En ese marco, el nuncio apostólico de Angola, Angeli Becciu, sostuvo que la Iglesia ayuda a los africanos a combatir la grave epidemia del Sida ofreciendo “una visión nueva del amor.
Inaceptable
El presidente de la institución financiera internacional Fondo Mundial de lucha contra el Sida, la Tuberculosis y la Malaria, Michel Kazatchkine, exigió que el Papa se retracte de sus comentarios, a los que calificó de “inaceptables”.
Los gobiernos de Francia, Bélgica y Alemania, el país natal del Sumo Pontífice, expresaron su preocupación por los dichos de Benedicto XVI, que según dijeron pueden perjudicar los esfuerzos y campañas de salud pública sobre el Sida.

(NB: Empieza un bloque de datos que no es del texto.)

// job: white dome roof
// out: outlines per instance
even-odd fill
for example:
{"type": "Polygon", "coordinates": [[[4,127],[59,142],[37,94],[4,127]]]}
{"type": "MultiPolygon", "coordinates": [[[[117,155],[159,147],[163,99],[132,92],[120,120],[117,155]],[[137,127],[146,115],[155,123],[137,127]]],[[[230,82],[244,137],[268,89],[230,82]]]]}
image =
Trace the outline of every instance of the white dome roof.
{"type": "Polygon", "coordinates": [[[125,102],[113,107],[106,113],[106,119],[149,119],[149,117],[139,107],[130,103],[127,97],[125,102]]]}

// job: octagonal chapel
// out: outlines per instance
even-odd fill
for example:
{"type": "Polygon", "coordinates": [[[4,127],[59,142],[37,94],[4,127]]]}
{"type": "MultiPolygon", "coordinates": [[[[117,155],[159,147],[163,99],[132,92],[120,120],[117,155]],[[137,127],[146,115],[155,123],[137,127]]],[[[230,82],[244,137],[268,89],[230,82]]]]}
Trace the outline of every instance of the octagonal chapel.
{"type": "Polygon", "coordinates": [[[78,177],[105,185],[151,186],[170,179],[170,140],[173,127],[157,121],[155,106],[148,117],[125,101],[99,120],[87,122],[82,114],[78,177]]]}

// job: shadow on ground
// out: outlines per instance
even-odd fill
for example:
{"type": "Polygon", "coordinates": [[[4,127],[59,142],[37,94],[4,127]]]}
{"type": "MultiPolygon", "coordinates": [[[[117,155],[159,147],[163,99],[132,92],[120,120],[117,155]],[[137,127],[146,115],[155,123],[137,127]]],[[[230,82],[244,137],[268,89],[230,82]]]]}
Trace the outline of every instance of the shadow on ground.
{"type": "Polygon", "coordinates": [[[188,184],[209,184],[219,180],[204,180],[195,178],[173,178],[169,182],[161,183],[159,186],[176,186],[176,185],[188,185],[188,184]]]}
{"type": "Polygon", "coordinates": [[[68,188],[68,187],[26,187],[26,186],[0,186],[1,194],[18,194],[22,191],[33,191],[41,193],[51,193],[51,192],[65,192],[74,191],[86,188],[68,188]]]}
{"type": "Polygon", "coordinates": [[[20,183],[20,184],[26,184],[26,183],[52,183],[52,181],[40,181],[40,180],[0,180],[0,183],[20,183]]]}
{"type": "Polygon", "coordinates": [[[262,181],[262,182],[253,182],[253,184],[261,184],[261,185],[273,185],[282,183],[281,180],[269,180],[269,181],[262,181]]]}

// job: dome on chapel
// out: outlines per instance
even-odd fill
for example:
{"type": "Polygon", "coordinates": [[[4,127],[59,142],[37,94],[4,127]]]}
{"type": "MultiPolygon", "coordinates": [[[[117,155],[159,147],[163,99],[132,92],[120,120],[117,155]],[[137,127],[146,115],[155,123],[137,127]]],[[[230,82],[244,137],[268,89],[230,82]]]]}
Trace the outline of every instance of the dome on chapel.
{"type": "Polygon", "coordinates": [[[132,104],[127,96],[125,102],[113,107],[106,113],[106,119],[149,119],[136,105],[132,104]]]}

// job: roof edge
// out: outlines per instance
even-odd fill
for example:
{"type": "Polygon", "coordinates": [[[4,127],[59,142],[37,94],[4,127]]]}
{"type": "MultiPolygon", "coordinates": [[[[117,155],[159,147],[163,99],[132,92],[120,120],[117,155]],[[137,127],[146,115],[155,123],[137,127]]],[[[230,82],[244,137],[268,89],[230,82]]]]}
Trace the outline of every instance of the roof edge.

“Francia manifiesta una preocupación extremadamente severa por las consecuencias de los comentarios de Benedict XVI”, dijo el canciller francés, Eric Chevallier.
“Aunque no nos compete abrir juicios sobre la doctrina de la Iglesia, consideramos que tales comentarios son una amenaza a las políticas de salud pública y al deber de proteger la vida humana”, agregó.
Papel decisivo
Los ministros de Sanidad y Desarrollo de Alemania, en un comunicado conjunto, afirmaron que los preservativos tienen un “papel decisivo” en la lucha contra el Sida, y que “salvan vidas tanto en Europa como en otros continentes”.
El Ministerio de Salud belga dijo que la titular de la cartera, Laurette Onkelinx “quedó estupefacta al enterarse de las declaraciones” del Papa. “Sus comentarios podrían destruir años de prevención y concientización, y poner en peligro muchas vidas humanas”, precisó.
El diario The New York Times dijo en una editorial que el Papa estaba “penosamente equivocado”.
Activistas de la lucha contra el Sida de diversas partes del mundo también condenaron los dichos de Benedicto XVI sobre los condones y el Sida.
El vocero vaticano, el padre Federico Lombardi, defendió los dichos del Papa de que los condones no pueden bloquear la difusión del Sida, explicando que en África se transmite no sólo por vía sexual sino también a causa de condiciones higiénicas inadecuadas.